# Unmarried & Pregnant



## ThomasC (Jul 5, 2012)

Does anyone know if it's possible for an unmarried, pregnant, working expat to return to UK to give birth then return to Dubai and sponsor the child as a single parent?

Have read that a NOC is needed from the Father, is this correct?

All advice very gratefully received please.


----------



## TallyHo (Aug 21, 2011)

My guess is that the Emiratis in charge of the visas would be able to put two and two together and figure out what really went on. 

If she's pregnant and wants to keep the baby, she needs to leave Dubai ASAP and plan a life that does not involve Dubai. In theory it's possible for an unmarried woman with a child born out of wedlock to sponsor the child, as it has happened before, but there's also been occasions when they were denied sponsorship.

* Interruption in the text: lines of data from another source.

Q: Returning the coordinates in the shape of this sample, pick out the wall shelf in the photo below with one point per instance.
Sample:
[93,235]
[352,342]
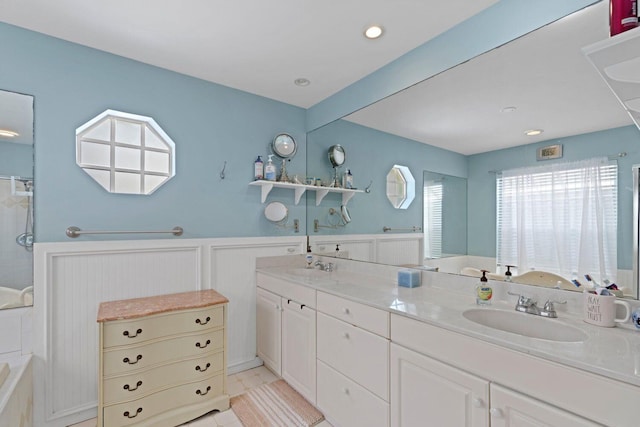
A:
[321,192]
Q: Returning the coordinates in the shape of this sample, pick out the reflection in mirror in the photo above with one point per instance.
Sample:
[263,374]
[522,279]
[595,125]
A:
[489,137]
[445,216]
[16,200]
[401,187]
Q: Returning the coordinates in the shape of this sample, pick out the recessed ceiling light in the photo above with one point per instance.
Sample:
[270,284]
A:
[373,32]
[8,133]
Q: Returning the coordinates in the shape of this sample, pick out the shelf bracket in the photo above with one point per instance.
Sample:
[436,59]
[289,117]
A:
[266,189]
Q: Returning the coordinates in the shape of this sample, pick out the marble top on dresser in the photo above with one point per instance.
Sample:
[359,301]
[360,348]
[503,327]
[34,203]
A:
[138,307]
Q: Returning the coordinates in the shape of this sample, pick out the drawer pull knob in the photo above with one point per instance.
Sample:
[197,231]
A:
[198,368]
[138,358]
[203,393]
[201,323]
[128,388]
[496,413]
[205,344]
[128,415]
[128,335]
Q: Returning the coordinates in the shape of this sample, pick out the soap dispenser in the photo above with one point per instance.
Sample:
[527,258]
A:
[270,169]
[483,290]
[508,273]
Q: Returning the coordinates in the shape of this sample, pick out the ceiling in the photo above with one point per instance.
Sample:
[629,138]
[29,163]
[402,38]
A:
[543,74]
[256,46]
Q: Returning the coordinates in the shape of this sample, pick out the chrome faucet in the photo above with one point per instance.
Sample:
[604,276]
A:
[328,267]
[530,306]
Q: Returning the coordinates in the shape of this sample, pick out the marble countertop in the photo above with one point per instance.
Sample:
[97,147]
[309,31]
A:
[139,307]
[611,352]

The ones I've heard of who did manage to sponsor an illegitimate child were pretty high up (directorship level) and the companies were influential enough, and they also had not lived in the UAE before. 

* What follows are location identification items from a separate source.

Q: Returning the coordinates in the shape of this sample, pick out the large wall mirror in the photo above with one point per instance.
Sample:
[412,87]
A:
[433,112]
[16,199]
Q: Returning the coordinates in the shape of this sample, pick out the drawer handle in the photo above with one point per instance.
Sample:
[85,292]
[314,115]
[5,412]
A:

If this is your casual partner and both of you are desperate to stay in Dubai, you may want to contemplate marriage. Go to the registrar's office in the UK. Officially get married. It can even be done here via the embassy. Baby is born. Officially get divorced. If this is too overwhelming, well, a baby is f*cking complicated so they need to get used to the fact there's a third person in their lives they have to plan for. 

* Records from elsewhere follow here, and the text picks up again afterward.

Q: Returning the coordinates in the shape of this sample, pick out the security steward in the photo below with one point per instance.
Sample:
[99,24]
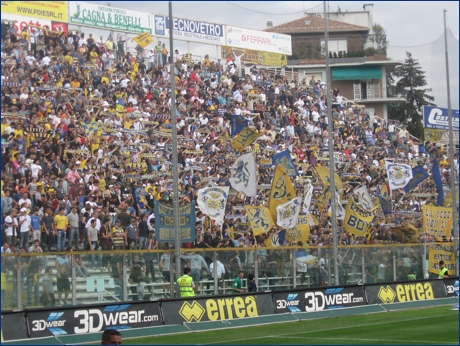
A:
[443,271]
[185,283]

Also - it's very challenging for a single mother with a baby to survive in Dubai. She'll have to work so who's looking after the baby? Can she afford the expenses of hiring a maid/nanny? 



ThomasC said:


> Does anyone know if it's possible for an unmarried, pregnant, working expat to return to UK to give birth then return to Dubai and sponsor the child as a single parent?
> 
> Have read that a NOC is needed from the Father, is this correct?
> 
> All advice very gratefully received please.


----------